As NASA accelerates the pace of building a permanent habitat on the moon, scientific researchers have begun to extend their attention from engineering problems to another equally critical challenge: the psychological and behavioral risks that may arise from long-term lunar residency.
According to reports, a research team from George Mason University in Virginia, USA, has developed a new model to simulate the dynamic relationships and group behavior of astronaut teams during long-term space travel, and has published relevant research in "PLOS One". The research team believes that dealing with behavioral risks in long-term space missions is as important as solving technical and engineering problems.

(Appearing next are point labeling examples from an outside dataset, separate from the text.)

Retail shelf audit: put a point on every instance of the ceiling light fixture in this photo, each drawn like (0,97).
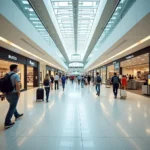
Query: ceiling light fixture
(27,52)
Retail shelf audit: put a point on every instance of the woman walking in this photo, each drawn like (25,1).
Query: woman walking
(63,80)
(52,82)
(46,83)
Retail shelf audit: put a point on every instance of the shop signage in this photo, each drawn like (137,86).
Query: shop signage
(31,63)
(129,57)
(148,79)
(12,57)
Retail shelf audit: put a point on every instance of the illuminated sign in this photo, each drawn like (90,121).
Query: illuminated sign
(31,63)
(129,57)
(148,79)
(12,57)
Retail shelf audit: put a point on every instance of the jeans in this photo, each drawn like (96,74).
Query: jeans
(47,90)
(63,85)
(56,84)
(12,98)
(115,89)
(82,84)
(98,88)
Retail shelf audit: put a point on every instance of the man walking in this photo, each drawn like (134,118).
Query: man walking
(63,80)
(12,96)
(98,81)
(56,78)
(115,81)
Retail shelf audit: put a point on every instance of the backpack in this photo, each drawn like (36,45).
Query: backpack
(46,82)
(6,85)
(98,80)
(115,80)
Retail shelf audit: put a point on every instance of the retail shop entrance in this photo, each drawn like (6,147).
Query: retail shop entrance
(32,74)
(28,69)
(136,70)
(5,68)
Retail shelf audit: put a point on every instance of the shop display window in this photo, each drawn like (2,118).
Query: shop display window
(29,77)
(110,71)
(4,68)
(103,74)
(137,67)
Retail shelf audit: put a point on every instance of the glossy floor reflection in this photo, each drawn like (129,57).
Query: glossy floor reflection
(77,119)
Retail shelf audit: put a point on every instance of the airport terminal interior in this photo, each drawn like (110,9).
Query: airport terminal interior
(82,45)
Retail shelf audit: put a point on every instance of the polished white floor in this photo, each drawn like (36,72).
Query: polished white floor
(77,119)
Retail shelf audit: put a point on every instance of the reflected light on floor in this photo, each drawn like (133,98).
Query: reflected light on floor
(104,109)
(126,134)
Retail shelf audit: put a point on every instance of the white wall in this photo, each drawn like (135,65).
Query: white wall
(138,10)
(13,14)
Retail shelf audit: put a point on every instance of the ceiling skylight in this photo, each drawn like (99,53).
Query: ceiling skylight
(75,19)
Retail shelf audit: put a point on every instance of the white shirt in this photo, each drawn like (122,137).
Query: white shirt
(56,78)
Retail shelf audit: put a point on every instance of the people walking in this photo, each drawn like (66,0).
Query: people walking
(56,78)
(98,81)
(63,80)
(82,81)
(115,81)
(79,79)
(47,83)
(72,79)
(11,90)
(124,82)
(52,82)
(89,79)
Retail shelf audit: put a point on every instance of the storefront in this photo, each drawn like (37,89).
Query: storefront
(28,69)
(136,67)
(110,71)
(32,73)
(104,74)
(51,71)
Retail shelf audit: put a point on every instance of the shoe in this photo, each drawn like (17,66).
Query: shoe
(19,116)
(9,125)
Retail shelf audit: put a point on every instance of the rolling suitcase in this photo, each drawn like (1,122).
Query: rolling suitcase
(40,94)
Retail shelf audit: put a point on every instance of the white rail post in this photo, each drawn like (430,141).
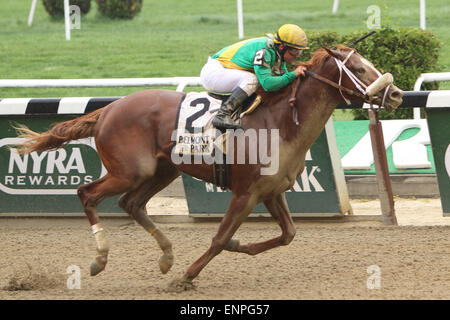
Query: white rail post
(240,20)
(422,14)
(31,15)
(67,19)
(335,6)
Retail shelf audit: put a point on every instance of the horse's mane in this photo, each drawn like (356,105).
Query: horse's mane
(318,58)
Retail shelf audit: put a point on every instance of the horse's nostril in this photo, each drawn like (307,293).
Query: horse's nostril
(396,94)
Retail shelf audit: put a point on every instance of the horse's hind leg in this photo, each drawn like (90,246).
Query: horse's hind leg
(134,203)
(90,195)
(279,210)
(240,207)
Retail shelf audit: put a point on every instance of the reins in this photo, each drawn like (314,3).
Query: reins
(362,87)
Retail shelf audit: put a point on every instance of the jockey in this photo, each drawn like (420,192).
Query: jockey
(241,67)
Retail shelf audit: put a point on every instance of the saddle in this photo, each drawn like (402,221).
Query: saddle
(221,170)
(248,107)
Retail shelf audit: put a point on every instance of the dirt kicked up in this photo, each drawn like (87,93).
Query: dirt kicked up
(336,260)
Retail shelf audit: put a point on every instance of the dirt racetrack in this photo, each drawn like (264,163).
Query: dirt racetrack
(326,260)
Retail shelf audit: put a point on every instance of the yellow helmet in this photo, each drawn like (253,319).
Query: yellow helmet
(291,35)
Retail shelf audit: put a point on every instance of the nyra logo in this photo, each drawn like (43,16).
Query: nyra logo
(49,172)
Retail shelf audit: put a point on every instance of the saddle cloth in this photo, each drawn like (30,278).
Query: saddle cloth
(194,132)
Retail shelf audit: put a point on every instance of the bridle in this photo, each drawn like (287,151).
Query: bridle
(365,92)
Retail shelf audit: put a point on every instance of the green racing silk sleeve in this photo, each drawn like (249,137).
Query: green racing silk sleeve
(261,65)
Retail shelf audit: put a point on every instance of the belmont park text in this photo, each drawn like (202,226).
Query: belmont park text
(211,146)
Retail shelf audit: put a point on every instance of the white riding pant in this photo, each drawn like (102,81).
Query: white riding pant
(217,78)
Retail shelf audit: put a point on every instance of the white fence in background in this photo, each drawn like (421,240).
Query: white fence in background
(180,82)
(428,77)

Study leader Raymond Vera said catastrophic consequences may not start with a major accident, but with seemingly ordinary interpersonal conflicts, a decline in morale, or repeated mission failures. In his view, once these problems enter a feedback loop, they may gradually amplify, weakening maintenance, resource production, and overall operational efficiency, eventually leading to shortages of key resources such as air, water, and food. In severe cases, they may even evolve into mission failures and endanger lives.
This research is closely related to the goals of NASA's Artemis program. The plan aims to establish a permanent human presence on the moon and pave the way for further exploration of the solar system, including future trips to Mars. Research points out that the first batch of human astronauts heading to the lunar south pole will be isolated from the earth for a long time and perform tasks in a harsh and complex lunar surface environment, which will undoubtedly bring huge psychological pressure to the team.
To this end, the research team built an agent-based model, the ABM simulation system, using virtual astronauts to simulate team interactions in the lunar base. These virtual astronauts are given characteristics such as personality, professional skills and physical health, and the system will repeatedly deduce possible results under different initial conditions and multiple interactions. After conducting tens of thousands of simulations, the team found that larger crews tend to have a better chance of success because of the higher likelihood of personality matching; but the longer the mission lasts, the greater the risk of problem exposure and accumulation.
The researchers also drew on historical manned space missions and psychological studies by extreme environment teams on Earth when modeling, including a field study in Antarctica's Lambert Glacier Basin that lasted more than 100 days. Vera said that this type of research has similarities with lunar base missions in terms of isolation, closure, environmental dangers, and high reliance on teamwork, so it can provide important reference for lunar missions.
The research team believes that this simulation method can help mission planners identify potential problems in advance, thereby improving the success rate of future lunar missions. Vera also said that ABM is similar to a "space version of The Sims," but its purpose is not entertainment, but a scientific assessment of the possible results of complex systems under different conditions. Research results show that planning for future lunar missions must not only consider rockets, bases and supplies, but also must incorporate astronauts’ psychological state and team relationships into the core design.